Les épiceries consacrent des pans entiers de l’allée du congélateur à la pizza. J’ai repéré quelques marques nationales pour vous aider à rendre votre habitude de pizza un peu plus saine.

Croûte de chou-fleur

Avec la croûte de chou-fleur, vous pouvez parcourir la majeure partie du chemin (principalement à base de chou-fleur) ou une partie du chemin. Quelle que soit la façon dont vous allez, vous obtiendrez une plus grande portion, moins de glucides transformés et plus de nutrition végétarienne. Si vous voulez tremper vos orteils dans une croûte de pizza au chou-fleur, optez pour O, c’est une bonne pizza surgelée, offerte par nul autre que le O – Oprah! J’ai trompé mon fils de 15 ans en lui faisant croire qu’il mangeait une pizza standard lorsque je lui ai servi cette tarte. Bien que le cauli fournisse moins d’une portion de légumes, vous obtiendrez toujours un notable 4 grammes de fibres dans cette pizza (en partie, à partir d’autres ingrédients, comme la farine d’avoine).

Si vous voulez faire grimper le chou-fleur, optez pour la pizza au chou-fleur. Le premier ingrédient est le chou-fleur et bien qu’il soit encore fait avec des grains sans gluten, une portion de ½ tarte copieuse contient moins de calories que le 1 / 5e de la pizza O, That’s Good. Ne vous concentrez pas sur les économies de calories autant que sur la taille de la portion de remplissage.

Pour une alternative sans céréales, Cauli’flour Foods vous couvre. Ils font également une version à base de plantes au cas où vous voudriez sauter les œufs et les produits laitiers dans la croûte.

Croûte de grains

N’oubliez pas que les croûtes de grains fins sont plus équilibrées sur le plan nutritionnel que les croûtes épaisses et que les grains entiers – ou même les mélanges de grains entiers – sont plus nutritifs. Je préfère également les listes d’ingrédients simples avec des ingrédients alimentaires plus naturels et plus complets que les additifs et les conservateurs que vous pouvez trouver dans la pizza.

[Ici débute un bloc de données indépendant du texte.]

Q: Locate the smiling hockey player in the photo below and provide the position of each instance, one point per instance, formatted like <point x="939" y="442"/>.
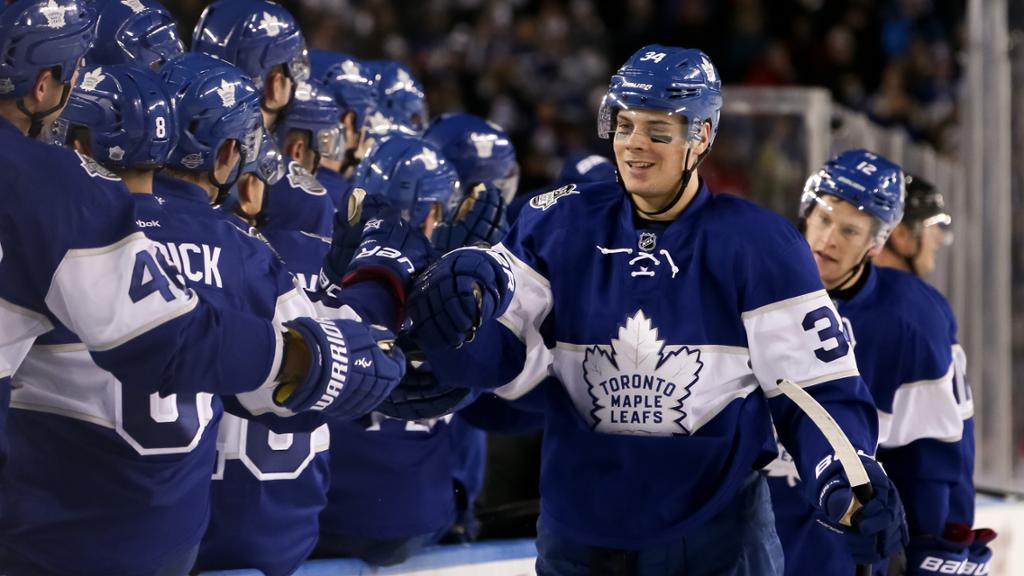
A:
<point x="669" y="315"/>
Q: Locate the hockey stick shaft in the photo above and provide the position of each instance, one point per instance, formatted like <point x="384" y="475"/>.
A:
<point x="860" y="485"/>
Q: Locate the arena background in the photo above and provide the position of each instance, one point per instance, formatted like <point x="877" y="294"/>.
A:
<point x="927" y="82"/>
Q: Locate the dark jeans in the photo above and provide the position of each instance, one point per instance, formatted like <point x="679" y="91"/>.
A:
<point x="740" y="540"/>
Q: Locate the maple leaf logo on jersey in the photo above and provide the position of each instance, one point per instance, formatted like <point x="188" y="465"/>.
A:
<point x="54" y="13"/>
<point x="226" y="93"/>
<point x="134" y="5"/>
<point x="271" y="25"/>
<point x="92" y="79"/>
<point x="637" y="385"/>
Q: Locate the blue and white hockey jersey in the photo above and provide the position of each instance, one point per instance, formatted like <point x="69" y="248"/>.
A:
<point x="269" y="488"/>
<point x="903" y="335"/>
<point x="668" y="340"/>
<point x="298" y="202"/>
<point x="72" y="253"/>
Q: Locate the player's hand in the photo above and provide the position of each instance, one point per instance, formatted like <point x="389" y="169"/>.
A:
<point x="875" y="530"/>
<point x="979" y="554"/>
<point x="346" y="237"/>
<point x="479" y="220"/>
<point x="932" y="556"/>
<point x="457" y="294"/>
<point x="352" y="367"/>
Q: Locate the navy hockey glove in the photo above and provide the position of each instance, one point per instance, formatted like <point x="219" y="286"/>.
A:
<point x="347" y="236"/>
<point x="457" y="294"/>
<point x="421" y="396"/>
<point x="878" y="528"/>
<point x="979" y="554"/>
<point x="479" y="220"/>
<point x="927" y="556"/>
<point x="352" y="368"/>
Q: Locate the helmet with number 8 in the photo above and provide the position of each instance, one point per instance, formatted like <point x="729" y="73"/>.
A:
<point x="134" y="31"/>
<point x="413" y="174"/>
<point x="254" y="35"/>
<point x="128" y="113"/>
<point x="480" y="151"/>
<point x="872" y="183"/>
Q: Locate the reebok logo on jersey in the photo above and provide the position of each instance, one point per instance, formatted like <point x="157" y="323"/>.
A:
<point x="548" y="199"/>
<point x="636" y="384"/>
<point x="339" y="364"/>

Les ingrédients se distinguent dans la gamme de pizzas fines et croustillantes de Newman’s Own. La croûte multigrains, bien que principalement de la farine raffinée, comprend également des graines de lin et de la farine d’avoine entière, et les ingrédients sont vraiment simples – tout comme vous en trouverez dans votre propre cuisine. Alors qu’est-ce qui rend ce types de pizza uniques? En général, tout est dans l’ordre (ou la superposition) des ingrédients, bien qu’il existe également de subtiles différences de texture. Vous les retrouverez bien évidemment dans la Pizzeria de Lyon 2 Cordeliers.

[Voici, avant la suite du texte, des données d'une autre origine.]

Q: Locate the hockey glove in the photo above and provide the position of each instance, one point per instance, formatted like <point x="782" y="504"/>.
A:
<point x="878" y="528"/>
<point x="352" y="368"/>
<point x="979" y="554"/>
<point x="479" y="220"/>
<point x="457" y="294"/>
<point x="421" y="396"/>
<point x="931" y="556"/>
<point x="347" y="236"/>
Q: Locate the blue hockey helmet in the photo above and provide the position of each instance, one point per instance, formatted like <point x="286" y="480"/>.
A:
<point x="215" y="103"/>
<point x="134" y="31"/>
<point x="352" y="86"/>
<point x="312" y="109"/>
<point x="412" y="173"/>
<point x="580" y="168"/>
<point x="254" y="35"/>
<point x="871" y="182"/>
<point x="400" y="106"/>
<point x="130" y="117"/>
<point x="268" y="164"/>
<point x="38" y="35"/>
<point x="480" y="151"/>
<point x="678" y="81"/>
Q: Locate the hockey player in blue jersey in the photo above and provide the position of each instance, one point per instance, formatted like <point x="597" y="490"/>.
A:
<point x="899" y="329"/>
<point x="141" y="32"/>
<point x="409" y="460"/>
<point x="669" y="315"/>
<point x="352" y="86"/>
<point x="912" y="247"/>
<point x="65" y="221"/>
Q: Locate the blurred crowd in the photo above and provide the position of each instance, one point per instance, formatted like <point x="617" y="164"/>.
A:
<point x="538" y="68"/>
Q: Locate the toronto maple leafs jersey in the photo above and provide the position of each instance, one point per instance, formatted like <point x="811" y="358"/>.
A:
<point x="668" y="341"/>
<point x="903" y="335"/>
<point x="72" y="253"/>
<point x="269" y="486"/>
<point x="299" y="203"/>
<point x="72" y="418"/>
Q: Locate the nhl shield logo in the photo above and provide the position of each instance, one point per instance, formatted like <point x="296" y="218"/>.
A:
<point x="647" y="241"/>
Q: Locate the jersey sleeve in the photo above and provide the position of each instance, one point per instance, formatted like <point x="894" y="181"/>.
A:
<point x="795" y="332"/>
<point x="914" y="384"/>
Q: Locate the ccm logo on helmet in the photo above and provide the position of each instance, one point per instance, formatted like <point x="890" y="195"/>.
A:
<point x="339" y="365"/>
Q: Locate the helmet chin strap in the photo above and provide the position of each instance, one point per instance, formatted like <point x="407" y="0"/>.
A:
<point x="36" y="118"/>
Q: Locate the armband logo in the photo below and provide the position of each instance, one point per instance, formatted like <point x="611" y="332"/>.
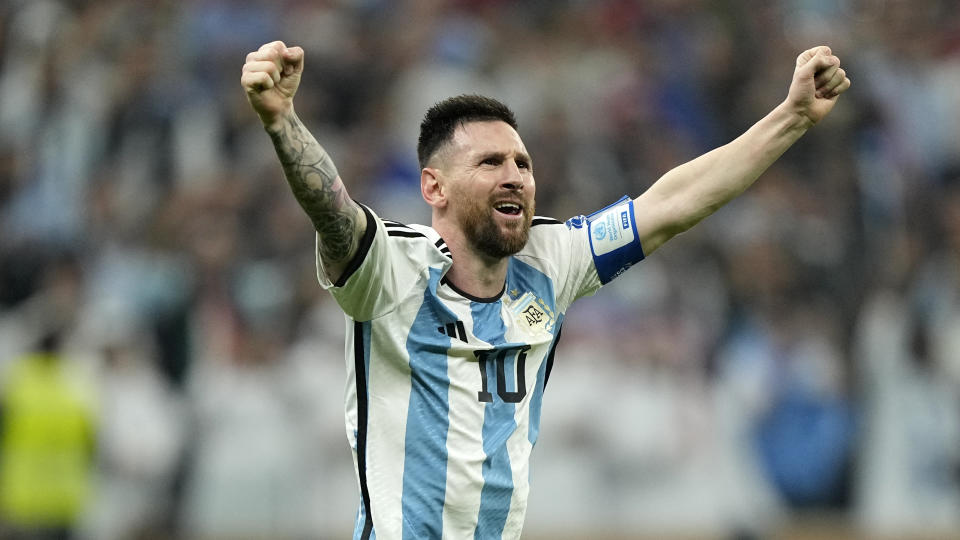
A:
<point x="612" y="229"/>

American Flatbread Products est une autre marque qui simplifie les choses. Leur tarte aux tomates fermière est une excellente option sans produits laitiers qui peut être mangée telle quelle, coupée en amuse-gueule ou utilisée comme base pour d’autres garnitures, comme les œufs ou les haricots blancs. Ils font également une gamme de pizzas sans gluten si c’est ce que vous recherchez. Udi’s fait une tarte sans gluten plus traditionnelle, ce qui est particulièrement pratique si vous servez des enfants avec cette exigence alimentaire.

Bien que Digornio utilise plus d’additifs que certains autres mentionnés ici, leur gamme Thin & Crispy serait un bon choix pour ceux qui cherchent à alléger une pizza ordinaire.